Halkçılığın Türk Toplumuna Sağladığı Faydalar
- Halkçılıkla Milli egemenlik tam olarak gerçekleşmiş ve demokrasinin yerleşmesine katkıda bulunulmuştur.
- Toplumda barış ortamının kurulması sağlanmıştır.
- Bu ilke ile Türk toplumu yönetime katılma, kanunlar önünde eşit olma ve devletin imkanlarından eşit olarak faydalanma olanağına kavuşmuştur.
- Halkçılık, kalkınmayı hızlandırmış, zayıf bir ekonomik mirastan bugünkü Türkiye’yi oluşturmuştur.
Devletçilik
Devletçilik, Türkiye’de ekonomik, sosyal ve kültürel kalkınmanın özelliklerini gösteren siyasi uygulamalardır.

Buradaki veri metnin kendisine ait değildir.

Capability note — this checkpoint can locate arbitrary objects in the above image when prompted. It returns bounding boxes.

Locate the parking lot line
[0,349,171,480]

Devletçilik anlayışına göre devlet; ekonomik, sosyal ve kültürel kalkınmanın temel faktörüdür. Devlet bu alanlardaki geniş faaliyetleri yürütmekle görevli, güçlü ve geniş yetkilere sahiptir.
Ancak daha dar anlamda devletçilik, “devletin ekonomik alanda doğrudan doğruya müdahalesini öngören bir sistemdir.” Devletçiliğin ekonomik alandaki görünümü, karma ekonomi şeklinde olmuştur. Devletçilikte asıl uygulama alanı ekonomide görüldüğünden, devletçilik ve karma ekonomi eş anlamda kullanılmıştır.
Atatürk’ün Devletçilik İlkesinin Türk Toplumuna Sağladığı Faydalar
- Bu ilke sayesinde Türkiye ilk defa plânlı ekonomiye geçmiştir.
- Devlet eliyle önemli yatırımlar gerçekleştirilmiştir.
- Teknik eleman eksikliğinin giderilmesi sağlanmıştır.
- Ekonomik kalkınmada bölgeler arası farklılıkların giderilmesinde önemli rol oynamıştır.
- Türk çiftçisine ürünlerini en iyi şekilde değerlendirme fırsatı sağlamıştır.
Lâiklik
Türk ve yabancı bilim adamları Atatürk devrimlerinin en önemli ögesi olarak lâikliği kabul etmişlerdir. Lâik devlet anlayışı, Türk inkılâbının en önemli esası olarak 1937 yılında 1924 Anayasası’na girdiği gibi, 1961 ve 1982 Anayasalarında da 2. maddede yer almıştır.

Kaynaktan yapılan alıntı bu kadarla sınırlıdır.